Pimco Advisors Holdings L.P., one of the world's largest bond managers, agreed yesterday to sell a 70 percent stake in the company to Europe's second-largest insurer for $3.3 billion.
Pimco, of Newport Beach, Calif., ended months of speculation after it signed a definitive agreement to sell a majority ownership to Munich-based Allianz AG for $38.75 per unit of the limited partnership.
The combined companies, to be based in Munich, would have about $650 billion in assets under management and about 107,000 employees worldwide. The deal, subject to regulatory and shareholder approval, is expected to be completed by March.
The purchase is the latest example of global consolidation in the financial services industry, analysts said.
"The global market offers tremendous potential," said Philadelphia mutual fund consultant Burton Greenwald, who predicted that similar cross-border deals will follow the Pimco-Allianz merger.

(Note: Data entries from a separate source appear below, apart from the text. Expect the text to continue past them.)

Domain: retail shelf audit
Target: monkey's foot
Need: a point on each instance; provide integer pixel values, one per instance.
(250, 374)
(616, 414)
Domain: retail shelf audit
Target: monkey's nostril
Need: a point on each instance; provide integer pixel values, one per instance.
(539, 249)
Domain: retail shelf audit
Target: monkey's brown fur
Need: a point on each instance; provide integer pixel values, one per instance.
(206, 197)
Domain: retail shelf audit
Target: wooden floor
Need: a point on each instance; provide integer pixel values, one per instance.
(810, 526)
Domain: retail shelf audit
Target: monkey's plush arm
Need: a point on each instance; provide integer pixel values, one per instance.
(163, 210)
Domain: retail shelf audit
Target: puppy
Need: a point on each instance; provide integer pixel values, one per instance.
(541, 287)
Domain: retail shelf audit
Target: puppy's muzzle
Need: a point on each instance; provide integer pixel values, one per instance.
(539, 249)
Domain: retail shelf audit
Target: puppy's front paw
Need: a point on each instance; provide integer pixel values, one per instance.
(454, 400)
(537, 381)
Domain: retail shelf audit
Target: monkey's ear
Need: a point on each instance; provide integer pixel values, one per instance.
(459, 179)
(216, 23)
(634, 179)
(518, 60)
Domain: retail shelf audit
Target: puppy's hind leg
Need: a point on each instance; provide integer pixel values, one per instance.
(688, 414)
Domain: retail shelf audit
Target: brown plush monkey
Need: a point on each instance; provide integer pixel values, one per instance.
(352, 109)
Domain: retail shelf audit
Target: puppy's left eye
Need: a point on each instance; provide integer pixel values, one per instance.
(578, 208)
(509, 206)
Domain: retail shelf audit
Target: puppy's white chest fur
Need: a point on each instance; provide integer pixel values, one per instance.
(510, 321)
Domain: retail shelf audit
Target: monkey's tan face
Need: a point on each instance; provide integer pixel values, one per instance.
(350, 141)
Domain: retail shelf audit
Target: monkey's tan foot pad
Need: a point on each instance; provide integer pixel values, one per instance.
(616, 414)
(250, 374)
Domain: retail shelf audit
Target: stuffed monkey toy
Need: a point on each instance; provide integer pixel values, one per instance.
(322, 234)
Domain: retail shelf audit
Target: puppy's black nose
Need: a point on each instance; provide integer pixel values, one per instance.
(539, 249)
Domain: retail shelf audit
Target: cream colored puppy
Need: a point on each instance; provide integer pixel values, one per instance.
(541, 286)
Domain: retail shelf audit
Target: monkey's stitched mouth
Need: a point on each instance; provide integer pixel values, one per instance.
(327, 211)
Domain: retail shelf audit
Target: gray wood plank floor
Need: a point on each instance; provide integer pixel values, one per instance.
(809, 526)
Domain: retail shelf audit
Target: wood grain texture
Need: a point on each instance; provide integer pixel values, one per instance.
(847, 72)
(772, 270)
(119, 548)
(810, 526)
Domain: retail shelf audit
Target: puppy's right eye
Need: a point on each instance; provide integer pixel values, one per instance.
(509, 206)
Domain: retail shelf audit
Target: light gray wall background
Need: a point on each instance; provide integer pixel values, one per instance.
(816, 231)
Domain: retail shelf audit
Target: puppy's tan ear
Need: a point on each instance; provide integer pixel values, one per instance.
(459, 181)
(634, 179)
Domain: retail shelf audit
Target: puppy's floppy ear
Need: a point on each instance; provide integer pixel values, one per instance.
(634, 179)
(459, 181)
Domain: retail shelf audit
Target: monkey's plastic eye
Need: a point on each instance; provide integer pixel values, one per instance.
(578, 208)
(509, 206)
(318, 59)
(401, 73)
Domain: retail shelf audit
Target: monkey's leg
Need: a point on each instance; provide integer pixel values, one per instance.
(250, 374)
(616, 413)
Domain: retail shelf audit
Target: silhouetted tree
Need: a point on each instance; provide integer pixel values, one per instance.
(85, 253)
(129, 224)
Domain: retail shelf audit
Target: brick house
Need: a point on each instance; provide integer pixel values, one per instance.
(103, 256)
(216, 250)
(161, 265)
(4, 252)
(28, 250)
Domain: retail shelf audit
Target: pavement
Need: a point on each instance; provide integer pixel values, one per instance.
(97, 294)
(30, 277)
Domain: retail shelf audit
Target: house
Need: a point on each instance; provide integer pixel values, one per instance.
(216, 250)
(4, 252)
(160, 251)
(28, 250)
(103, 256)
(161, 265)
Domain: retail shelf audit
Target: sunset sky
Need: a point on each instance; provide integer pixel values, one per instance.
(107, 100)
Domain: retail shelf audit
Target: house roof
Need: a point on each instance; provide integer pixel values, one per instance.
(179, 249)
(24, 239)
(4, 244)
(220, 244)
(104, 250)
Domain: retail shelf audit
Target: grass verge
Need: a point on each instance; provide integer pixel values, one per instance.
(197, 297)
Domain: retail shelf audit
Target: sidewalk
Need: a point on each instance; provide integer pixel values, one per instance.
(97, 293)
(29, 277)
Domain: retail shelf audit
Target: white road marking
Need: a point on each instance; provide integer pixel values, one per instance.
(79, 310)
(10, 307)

Both Pimco and Allianz, which began merger discussions last year, have been actively seeking international partners to boost their sales worldwide.
"This will give us access and experience in 68 countries," said Ernest Schmider, Pimco's chief administrative officer.
For Pimco, the Allianz deal moves the company's diversification away from the maturing U.S. market and provides a deep-pocketed parent that can help it sell products around the world.
For its part, Allianz gets a well-respected U.S. bond manager that will serve as a foothold for expansion in the United States. A key attraction is Pimco's fixed-income unit, Pacific Investment Management Co., which accounts for about two-thirds of the company's assets, and its industry-leading Total Return Fund.